Category: The Ancient Shark Of Despair
In the end, he became a beautiful butterfly.
I asked Sebastian to write a eulogy for the now-finished The Ancient Shark Of Despair blog, but instead he posted a picture of himself and many parenthesis. Oh, Sebastian!
That shark has been our little witch and marketing cudgel for three years now, doing his part to hit that high-value 13-18 female age bracket right between the eyes and giving us a rigorous workout in trying to keep up a real-time, first-person fiction story with an extremely limited cast and a protagonist who refuses to leave the house.
And now his story is just about over. In the apocalyptic climax, three years in the making, he got out of the house and moved in next door. Nobody learned anything and it looks very likely that the Shark is going to spin his odious webs anew with whatever raw resources/people he has at his disposal. The Ancient Shark Of Despair was not a story where things 'happened,' really. Things nearly happened, they had already happened or, in the event where things did happen, there was no guarantee that they did so exactly or even remotely as described. That wasn't important. What was important, as the Shark may well have said himself, was the emotions.

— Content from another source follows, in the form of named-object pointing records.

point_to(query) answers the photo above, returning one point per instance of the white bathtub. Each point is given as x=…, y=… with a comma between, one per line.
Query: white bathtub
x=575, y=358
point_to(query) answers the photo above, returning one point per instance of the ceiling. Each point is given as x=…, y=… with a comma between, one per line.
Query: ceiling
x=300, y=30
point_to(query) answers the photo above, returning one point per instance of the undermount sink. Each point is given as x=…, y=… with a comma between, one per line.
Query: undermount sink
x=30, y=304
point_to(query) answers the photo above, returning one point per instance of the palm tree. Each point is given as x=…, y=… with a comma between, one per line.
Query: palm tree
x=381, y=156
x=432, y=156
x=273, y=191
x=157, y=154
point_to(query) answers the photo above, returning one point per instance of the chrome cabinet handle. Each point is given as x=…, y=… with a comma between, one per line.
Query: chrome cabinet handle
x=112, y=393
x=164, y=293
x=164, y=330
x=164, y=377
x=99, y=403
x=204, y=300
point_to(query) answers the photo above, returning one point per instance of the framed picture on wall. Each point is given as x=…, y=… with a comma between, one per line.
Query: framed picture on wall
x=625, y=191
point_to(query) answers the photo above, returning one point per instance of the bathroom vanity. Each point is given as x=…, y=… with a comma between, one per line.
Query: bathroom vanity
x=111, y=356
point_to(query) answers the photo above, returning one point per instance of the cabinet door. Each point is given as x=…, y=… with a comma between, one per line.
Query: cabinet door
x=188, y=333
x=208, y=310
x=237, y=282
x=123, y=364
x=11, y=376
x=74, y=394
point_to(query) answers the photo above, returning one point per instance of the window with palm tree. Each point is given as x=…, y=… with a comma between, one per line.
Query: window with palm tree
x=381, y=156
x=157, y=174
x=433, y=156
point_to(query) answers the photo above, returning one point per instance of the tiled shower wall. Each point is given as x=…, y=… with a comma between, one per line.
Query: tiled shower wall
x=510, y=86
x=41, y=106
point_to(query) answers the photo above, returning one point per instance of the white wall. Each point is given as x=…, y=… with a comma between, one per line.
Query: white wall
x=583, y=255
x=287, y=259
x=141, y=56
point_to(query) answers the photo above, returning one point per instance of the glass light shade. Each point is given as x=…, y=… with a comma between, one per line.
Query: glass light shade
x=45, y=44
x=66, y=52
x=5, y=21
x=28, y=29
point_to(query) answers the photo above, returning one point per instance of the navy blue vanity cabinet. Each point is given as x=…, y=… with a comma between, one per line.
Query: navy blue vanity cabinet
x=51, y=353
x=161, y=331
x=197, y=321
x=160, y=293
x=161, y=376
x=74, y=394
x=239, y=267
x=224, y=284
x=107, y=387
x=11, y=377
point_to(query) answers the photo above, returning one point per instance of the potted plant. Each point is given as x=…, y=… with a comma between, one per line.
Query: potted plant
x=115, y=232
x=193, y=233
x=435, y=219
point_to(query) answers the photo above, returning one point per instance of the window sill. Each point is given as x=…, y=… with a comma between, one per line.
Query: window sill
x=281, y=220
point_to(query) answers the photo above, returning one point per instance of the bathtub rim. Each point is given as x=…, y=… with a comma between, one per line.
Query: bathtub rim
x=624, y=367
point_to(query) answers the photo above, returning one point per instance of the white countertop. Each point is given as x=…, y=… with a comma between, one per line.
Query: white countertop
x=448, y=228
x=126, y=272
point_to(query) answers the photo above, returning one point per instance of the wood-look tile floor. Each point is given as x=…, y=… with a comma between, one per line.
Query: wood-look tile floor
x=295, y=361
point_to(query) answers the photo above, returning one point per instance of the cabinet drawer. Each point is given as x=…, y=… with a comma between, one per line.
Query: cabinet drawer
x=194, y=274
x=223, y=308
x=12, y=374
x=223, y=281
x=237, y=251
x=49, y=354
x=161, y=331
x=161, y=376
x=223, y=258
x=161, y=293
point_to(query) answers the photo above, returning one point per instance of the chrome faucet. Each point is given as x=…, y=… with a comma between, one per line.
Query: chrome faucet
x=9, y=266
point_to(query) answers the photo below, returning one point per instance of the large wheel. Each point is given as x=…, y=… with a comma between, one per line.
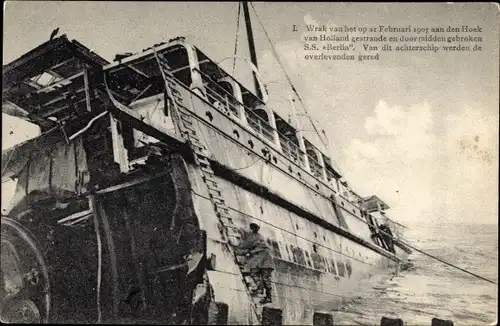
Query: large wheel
x=25, y=288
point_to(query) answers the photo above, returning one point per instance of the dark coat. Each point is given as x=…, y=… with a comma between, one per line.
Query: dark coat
x=260, y=253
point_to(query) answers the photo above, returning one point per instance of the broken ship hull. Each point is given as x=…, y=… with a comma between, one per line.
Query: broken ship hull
x=137, y=234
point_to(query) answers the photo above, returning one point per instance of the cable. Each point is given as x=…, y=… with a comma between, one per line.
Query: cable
x=237, y=33
x=287, y=76
x=99, y=258
x=437, y=258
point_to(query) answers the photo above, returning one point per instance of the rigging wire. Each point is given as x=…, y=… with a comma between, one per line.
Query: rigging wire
x=237, y=34
x=276, y=56
x=437, y=258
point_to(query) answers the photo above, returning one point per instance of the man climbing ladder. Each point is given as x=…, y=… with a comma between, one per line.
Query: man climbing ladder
x=259, y=261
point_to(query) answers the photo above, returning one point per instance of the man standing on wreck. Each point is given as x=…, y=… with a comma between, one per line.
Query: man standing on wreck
x=259, y=261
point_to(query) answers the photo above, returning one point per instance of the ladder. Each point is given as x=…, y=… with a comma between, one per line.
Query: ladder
x=184, y=123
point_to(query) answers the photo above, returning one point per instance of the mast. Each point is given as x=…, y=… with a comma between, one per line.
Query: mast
x=251, y=45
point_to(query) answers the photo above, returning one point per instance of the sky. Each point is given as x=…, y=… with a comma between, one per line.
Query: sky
x=418, y=129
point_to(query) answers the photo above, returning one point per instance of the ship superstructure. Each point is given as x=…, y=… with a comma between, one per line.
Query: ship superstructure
x=146, y=174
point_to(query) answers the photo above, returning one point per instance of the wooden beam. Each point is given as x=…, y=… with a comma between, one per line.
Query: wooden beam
x=62, y=82
x=86, y=86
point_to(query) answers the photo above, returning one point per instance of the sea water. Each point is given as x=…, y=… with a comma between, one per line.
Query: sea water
x=431, y=289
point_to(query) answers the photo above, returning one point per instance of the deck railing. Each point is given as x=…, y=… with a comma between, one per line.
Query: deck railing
x=230, y=103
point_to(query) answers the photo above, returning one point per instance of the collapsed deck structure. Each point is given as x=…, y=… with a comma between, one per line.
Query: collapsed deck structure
x=146, y=174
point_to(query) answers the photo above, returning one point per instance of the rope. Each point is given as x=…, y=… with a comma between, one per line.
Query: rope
x=237, y=33
x=288, y=77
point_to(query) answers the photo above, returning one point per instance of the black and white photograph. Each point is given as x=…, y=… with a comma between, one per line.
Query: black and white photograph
x=250, y=163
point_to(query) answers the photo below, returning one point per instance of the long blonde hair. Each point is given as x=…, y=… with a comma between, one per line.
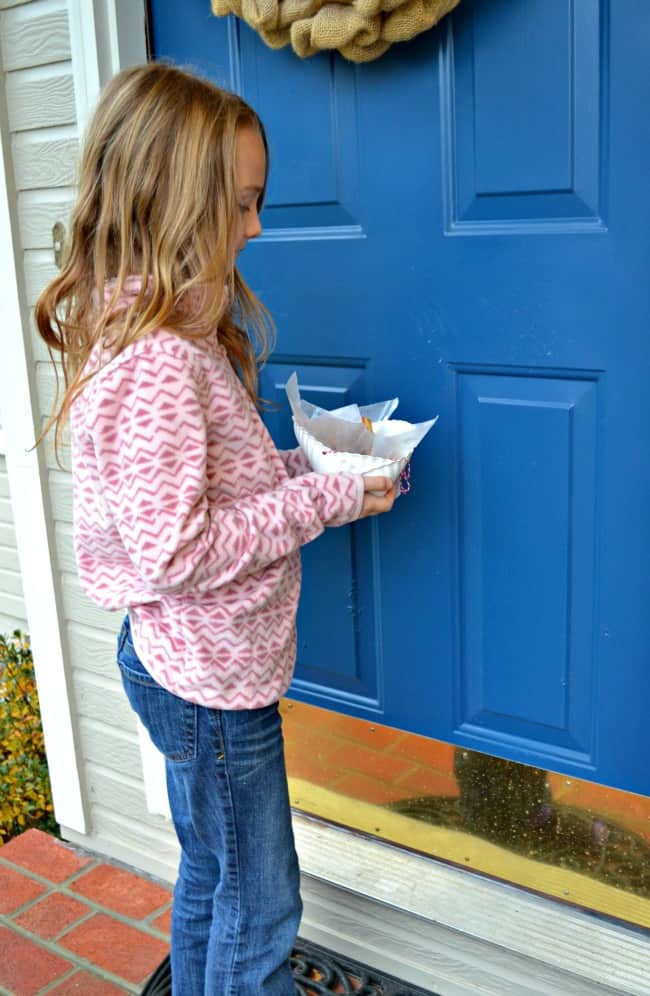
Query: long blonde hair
x=156, y=199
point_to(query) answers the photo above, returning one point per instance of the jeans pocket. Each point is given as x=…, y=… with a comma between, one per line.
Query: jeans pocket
x=170, y=721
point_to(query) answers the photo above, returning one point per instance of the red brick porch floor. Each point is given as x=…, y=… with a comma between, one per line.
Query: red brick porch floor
x=71, y=923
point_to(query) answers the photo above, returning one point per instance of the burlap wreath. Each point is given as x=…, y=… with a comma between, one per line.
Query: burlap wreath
x=361, y=30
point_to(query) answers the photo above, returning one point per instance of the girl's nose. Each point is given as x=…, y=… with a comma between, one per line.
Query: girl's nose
x=253, y=225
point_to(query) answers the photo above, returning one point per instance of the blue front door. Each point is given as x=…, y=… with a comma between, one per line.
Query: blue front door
x=465, y=223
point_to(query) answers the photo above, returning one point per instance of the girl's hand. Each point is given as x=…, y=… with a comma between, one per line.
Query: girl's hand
x=375, y=504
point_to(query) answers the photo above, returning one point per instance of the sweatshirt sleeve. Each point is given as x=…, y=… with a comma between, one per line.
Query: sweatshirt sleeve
x=295, y=462
x=148, y=427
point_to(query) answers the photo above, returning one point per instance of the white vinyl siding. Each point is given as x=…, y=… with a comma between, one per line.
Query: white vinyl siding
x=12, y=606
x=41, y=131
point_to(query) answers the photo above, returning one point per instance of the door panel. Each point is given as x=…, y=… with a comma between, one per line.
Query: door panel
x=465, y=223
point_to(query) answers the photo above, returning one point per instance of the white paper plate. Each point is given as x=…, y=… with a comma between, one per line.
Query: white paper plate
x=332, y=462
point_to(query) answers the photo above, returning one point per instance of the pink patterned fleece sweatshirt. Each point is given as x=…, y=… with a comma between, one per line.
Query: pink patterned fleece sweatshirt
x=187, y=514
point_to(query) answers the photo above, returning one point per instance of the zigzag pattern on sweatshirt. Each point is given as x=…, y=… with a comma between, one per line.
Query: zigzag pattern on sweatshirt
x=186, y=514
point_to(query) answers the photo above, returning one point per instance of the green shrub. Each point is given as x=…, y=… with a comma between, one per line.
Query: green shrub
x=25, y=794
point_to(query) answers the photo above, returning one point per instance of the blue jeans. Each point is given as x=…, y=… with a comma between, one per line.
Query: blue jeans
x=237, y=903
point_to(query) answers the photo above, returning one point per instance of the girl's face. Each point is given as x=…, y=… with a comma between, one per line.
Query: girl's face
x=250, y=174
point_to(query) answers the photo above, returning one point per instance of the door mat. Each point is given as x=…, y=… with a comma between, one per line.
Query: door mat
x=316, y=972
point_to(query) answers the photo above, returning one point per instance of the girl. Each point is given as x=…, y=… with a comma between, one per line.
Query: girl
x=185, y=512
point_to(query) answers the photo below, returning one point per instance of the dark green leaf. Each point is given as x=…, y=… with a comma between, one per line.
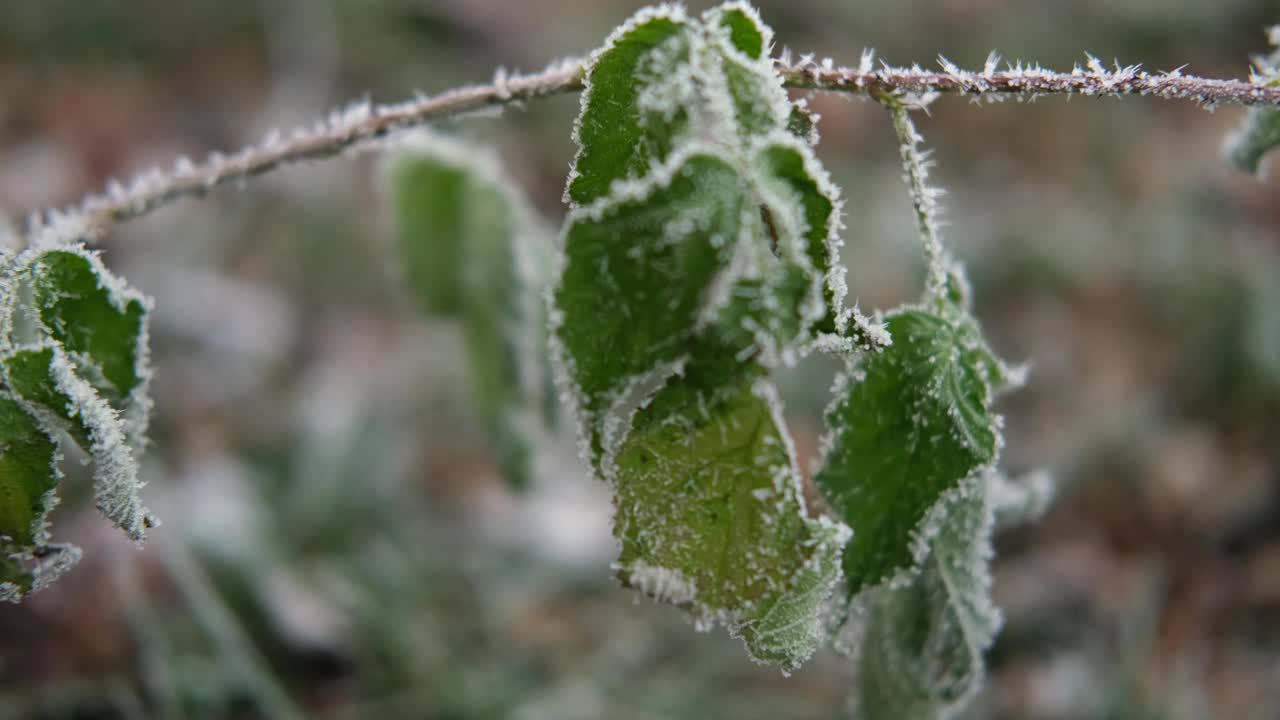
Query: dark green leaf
x=636, y=279
x=923, y=654
x=489, y=246
x=46, y=379
x=630, y=119
x=27, y=474
x=429, y=203
x=913, y=422
x=100, y=323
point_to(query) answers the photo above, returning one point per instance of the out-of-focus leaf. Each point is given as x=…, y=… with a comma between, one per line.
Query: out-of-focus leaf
x=483, y=237
x=1261, y=130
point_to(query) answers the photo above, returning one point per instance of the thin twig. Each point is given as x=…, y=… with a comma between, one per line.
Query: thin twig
x=1024, y=82
x=364, y=122
x=924, y=200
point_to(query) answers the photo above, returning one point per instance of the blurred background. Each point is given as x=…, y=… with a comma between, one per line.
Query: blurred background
x=338, y=541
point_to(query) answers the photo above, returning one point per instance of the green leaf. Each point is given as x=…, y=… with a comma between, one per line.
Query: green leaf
x=481, y=236
x=631, y=115
x=922, y=657
x=49, y=382
x=745, y=30
x=28, y=473
x=429, y=205
x=711, y=515
x=804, y=194
x=740, y=73
x=95, y=318
x=912, y=423
x=638, y=273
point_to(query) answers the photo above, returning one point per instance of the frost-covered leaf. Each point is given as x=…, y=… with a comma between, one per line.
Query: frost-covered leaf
x=631, y=113
x=711, y=515
x=910, y=424
x=748, y=35
x=462, y=224
x=1261, y=130
x=48, y=382
x=922, y=657
x=638, y=270
x=28, y=473
x=798, y=180
x=100, y=323
x=736, y=53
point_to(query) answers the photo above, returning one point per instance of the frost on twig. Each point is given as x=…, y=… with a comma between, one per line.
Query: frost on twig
x=1260, y=133
x=1023, y=81
x=362, y=122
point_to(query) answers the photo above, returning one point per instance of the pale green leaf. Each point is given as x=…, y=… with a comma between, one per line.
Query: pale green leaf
x=912, y=423
x=711, y=516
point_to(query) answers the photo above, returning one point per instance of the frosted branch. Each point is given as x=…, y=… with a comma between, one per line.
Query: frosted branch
x=356, y=124
x=924, y=200
x=365, y=122
x=1022, y=81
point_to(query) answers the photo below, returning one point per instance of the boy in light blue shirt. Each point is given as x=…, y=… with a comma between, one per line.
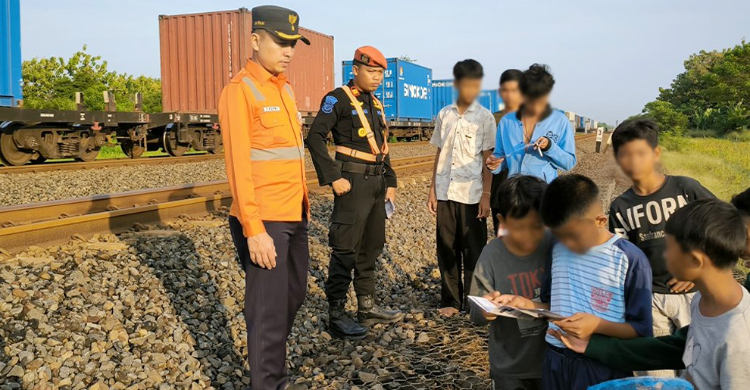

The genesis of the character is mildly interesting, so I'll provide a lengthy summary of such. Sebastian and I were at art school, the sun shined every day and almost everyone was beautiful and talented, or at least potentially talented. We ran about here and there, talking people into drawing Semiotic Cohesion comics and I think 95-96% of our studio time at college was taken up by coming up with new script ideas, Shark Of Wisdom quotes and working on our pictorial odyssey of folk music and homelessness. Much of this material is still being slowly uploaded from my notebooks into the world of the flesh, and the snippets of such banter that filtered through to the lecturer's office were angrily described to me as 'intellectual masturbation,' when it came to evaluation time and most of my year's work was tied up in A6 notebooks. We took a trip out to my old high school to see their Matric Art Exhibition and were loudly shocked at how much damn work these high schoolers, with plates far fuller and demands far more demanding than our own, could produce so much good work, most of which outstripped our college by leagues and fathoms. I should reveal at this point that we didn't go to a very good art college.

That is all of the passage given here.